Right here, I think, is a real key to this particular work, and to Kulik’s photo montages altogether. She began her career between 1965 and 1971 as an extremely innovative young sculptor at the Academy of Fine Arts in Warsaw with works (some utilizing her own body) that were not conceived as fixed entities but that instead were protean and adventurous, going through different stages, incarnations, and even identities, all of which she documented in photographs. There was also a pronounced sculptural aspect in many of KwieKulik’s experimental and conceptual works. Then came Kulik’s post-1987 career as a solo artist, making these black and white photo montages that seem so radically different from all her previous work. In fact, in my opinion, Kulik never stopped being a sculptor.

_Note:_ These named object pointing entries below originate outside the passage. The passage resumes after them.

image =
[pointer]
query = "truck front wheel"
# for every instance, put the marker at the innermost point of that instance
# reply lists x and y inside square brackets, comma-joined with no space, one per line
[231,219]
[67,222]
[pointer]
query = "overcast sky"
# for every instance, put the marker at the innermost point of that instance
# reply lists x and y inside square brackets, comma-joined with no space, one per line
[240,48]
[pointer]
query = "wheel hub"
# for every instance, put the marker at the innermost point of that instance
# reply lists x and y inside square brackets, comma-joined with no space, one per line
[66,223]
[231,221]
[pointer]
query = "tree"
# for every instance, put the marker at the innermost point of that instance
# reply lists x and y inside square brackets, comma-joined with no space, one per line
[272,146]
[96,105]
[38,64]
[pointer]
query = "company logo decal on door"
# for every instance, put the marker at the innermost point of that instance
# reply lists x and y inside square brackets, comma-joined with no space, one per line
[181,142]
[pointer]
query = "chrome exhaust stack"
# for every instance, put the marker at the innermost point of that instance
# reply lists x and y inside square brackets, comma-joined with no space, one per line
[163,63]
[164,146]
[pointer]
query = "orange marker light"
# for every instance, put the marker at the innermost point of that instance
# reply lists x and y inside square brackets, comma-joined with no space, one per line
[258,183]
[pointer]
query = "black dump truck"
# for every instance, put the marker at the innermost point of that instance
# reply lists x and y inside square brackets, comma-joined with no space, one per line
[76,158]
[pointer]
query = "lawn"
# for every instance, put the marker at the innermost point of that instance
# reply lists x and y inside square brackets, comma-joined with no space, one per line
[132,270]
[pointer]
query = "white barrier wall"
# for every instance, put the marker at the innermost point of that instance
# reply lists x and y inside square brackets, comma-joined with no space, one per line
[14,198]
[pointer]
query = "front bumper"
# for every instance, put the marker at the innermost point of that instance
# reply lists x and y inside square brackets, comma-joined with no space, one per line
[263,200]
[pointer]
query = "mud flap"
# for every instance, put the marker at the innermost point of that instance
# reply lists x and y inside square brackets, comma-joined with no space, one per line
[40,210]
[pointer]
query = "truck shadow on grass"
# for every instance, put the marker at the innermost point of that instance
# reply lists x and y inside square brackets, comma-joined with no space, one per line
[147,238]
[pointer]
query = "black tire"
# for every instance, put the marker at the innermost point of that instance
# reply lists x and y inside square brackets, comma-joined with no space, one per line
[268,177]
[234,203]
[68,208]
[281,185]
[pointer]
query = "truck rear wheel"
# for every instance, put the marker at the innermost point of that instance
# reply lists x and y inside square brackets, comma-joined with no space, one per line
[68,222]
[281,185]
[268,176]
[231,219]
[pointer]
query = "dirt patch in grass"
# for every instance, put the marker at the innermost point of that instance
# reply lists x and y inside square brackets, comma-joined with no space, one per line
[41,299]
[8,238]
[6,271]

Instead she started sculpting with images: sculpture transmuted into photographs and montage. She also, in a manner, started sculpting with the world and with history, in the form of images. All the teeming ideas, historical references, and connections between diverse objects and scenes are important in All the Missiles Are One Missile, but so too are really sculptural things like shape, texture, materiality, volume, density, surface and depth. Rigid objects like monuments, artillery shells and wooden poles abut soft objects like fabrics. Fabrics, in turn, appear in many different forms: the clothing on statues, drapery, the sash billowing from the loins of a naked man, flags. Passages of total density (a cluster of skulls, soldiers in rows, parading people) abut others much more spare and minimal (for instance Kulik or Libera standing alone). Part photo, part sculpture, part carpet, and part church, the medium-scrambling All the Missiles Are One Missile is an early 1990s tour de force, a highlight of Zofia Kulik’s impressive new body of work.